This is a sad story that ends with me peeing in my pants.

My mother’s twin sister died. If you have twins in your family you know what that means. It means part of my mother died. And half of my childhood.

My mother and aunt are/were insanely beautiful creatures. As legend would have it there was a good twin and a bad twin.  I secretly loved the bad twin too.

There was the time she took me for my allergy shot and let me hold the steering wheel for the entire ride, and the time I felt sick in the car and she put her hand on the cold windshield and then put her cold hand on my forehead to make me feel better. All the times she went shopping with my mother and me, trying to buy me things that would make me beautiful like them. I would stand there in the dressing room, with my hair a mess, legs splayed in baggy tights, seeing their reflections behind me, cheering me on.

My aunt had movie star hair, she wore red lipstick, and she walked with the kind of femininity that you don’t often see on real people. Her cheekbones were so prominent I remember her touching them. When she smiled, it felt like something was happening in the room. Her nails were polished on her death bed. And even though she was dying, when she lifted the covers and one of her long, thin legs peeked out, it was like opening the door and seeing Cher.
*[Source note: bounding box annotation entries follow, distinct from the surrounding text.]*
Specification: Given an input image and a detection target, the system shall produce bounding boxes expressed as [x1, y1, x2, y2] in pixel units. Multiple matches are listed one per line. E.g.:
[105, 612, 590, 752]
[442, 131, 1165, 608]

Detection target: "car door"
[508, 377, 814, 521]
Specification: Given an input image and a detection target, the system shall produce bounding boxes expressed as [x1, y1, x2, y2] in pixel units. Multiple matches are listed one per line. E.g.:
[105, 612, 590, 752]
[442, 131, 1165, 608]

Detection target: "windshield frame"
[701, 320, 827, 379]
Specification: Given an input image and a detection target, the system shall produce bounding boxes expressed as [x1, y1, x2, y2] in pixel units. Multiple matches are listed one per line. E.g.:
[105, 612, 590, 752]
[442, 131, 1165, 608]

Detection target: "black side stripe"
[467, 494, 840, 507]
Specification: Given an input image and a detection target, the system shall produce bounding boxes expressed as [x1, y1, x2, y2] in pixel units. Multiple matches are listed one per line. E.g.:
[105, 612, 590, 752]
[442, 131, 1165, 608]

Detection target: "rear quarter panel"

She was also the rule breaker, the one who overspent, who put herself first, and the one who was most likely to burst out laughing if someone had a coughing attack.

She was the one who toughened me up.

“You let a stranger make you cry? Oh honey, never let a stranger make you cry.”
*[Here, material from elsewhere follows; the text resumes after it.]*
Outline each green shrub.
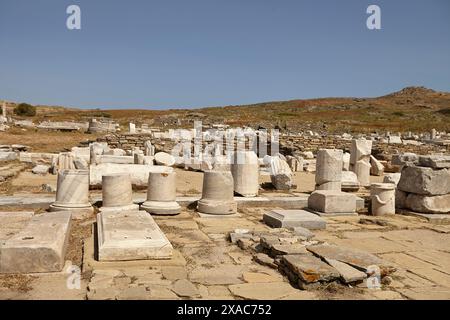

I used to fake sick to stay home with my mother and my aunt. I imitated the way they talked, the way they walked, the way they sipped their coffee, and the way they looked in the mirror. Their twinness will always be the focal point of my life, my sister’s life and both of my cousins’ lives. The twins were pathologically close. Mentally conjoined like a twisted, gnarly vine. It was difficult to tell where one ended and the other began. My sister and my cousins and I know we are their slightly less identical shoots. Whatever we are, we are still rooted in sameness.  Our mothers.

I’m not sure my mother even realizes what just happened to her.

At my aunt’s funeral service, we sat in a circle. Most of the family was there and a strange woman was sitting in the room with us. She was there to officiate the service. There was something judgmental about her expression, although none of us had ever met her. I wondered if I should have worn black or some kind of a religious hat. What were we doing wrong? I wondered.  Maybe she wasn’t used to seeing a family that sat so close to one another and looked so much alike. We were practically in a huddle. Whatever it was, I sensed her disapproval.

We were so stunned by the idea of a non-family member sitting in our circle, we were all overly polite to her. My mother offered her a tissue.

“She’s not crying, mom,” I said.

I imagined my aunt sitting there, making faces behind the woman’s back.

“Who invited her?” my aunt would have joked. “This is ourfuneral.”

We sat there in that cold room whispering to one another. Some of us were crying. Some of us were numb. And there sat the stranger.

“I would like to start the service now,” she said.

There was a dark silence.

We all looked at her, and then at each other. We were holding it together, but we knew whatever she was about to say would bring us to the breaking point. She was about to make it perfectly clear that my aunt was gone forever. That we would never see her again. I’m not one to turn to poetry because I never understand it, but I kept looking at my mother and hearing a jumble of words . .

“I carry your heart with me. . .breath of my breath. .  eyes of her eyes. . .”  

How would my mother’s heart beat without her sister’s? Whose air would she breathe?

And then, as God is my witness, the woman started belting out a tune.

It was a religious tune and I can tell you that no one in my family knows anything about religion other than that we are all afraid of God. Were we supposed to sing along? No one knew.

I looked over at my cousin whose eyes were bulging out of his head at the sound of this woman’s unbelievably loud voice that came out of nowhere.  The only thing worse than the fact that she was singing so loudly in such a small room was that she was trying to sound good. She was using all sorts of vibrato techniques, changing her pitch, and going so low at one point, I thought she was going to fall off her chair.

I tried not to look at my cousin again, but I knew he was about to laugh, and there was nothing he could do about it.

Everyone’s shoulders were bouncing up and down as we stole glances at one another. Baseball hats were covering faces.

The more she sang, the more I told myself the same thing I always tell myself in situations where one shouldn’t laugh at people who are just doing their jobs, like: teachers, doctors, performers, small children, anyone wearing a bow tie. I once laughed out loud at a bride.

“You don’t have to laugh,” I said to myself.

“Just don’t do it.”

“Choose not to laugh.”

“Show your family you can handle a funeral service without acting like a five-year-old.”

“Think of something sad.”

“Your freaking aunt, who you loved like a mother, just died!”

“Try to cry!”

And then I spit laughed and peed in my pants at the singing woman.  At my aunt’s funeral. In front of my entire family.

As I flew out of the room, I felt my aunt’s cold hand grab mine.

“Let’s get the hell out of here,” she whispered, and together we laughed at the stranger for the last time.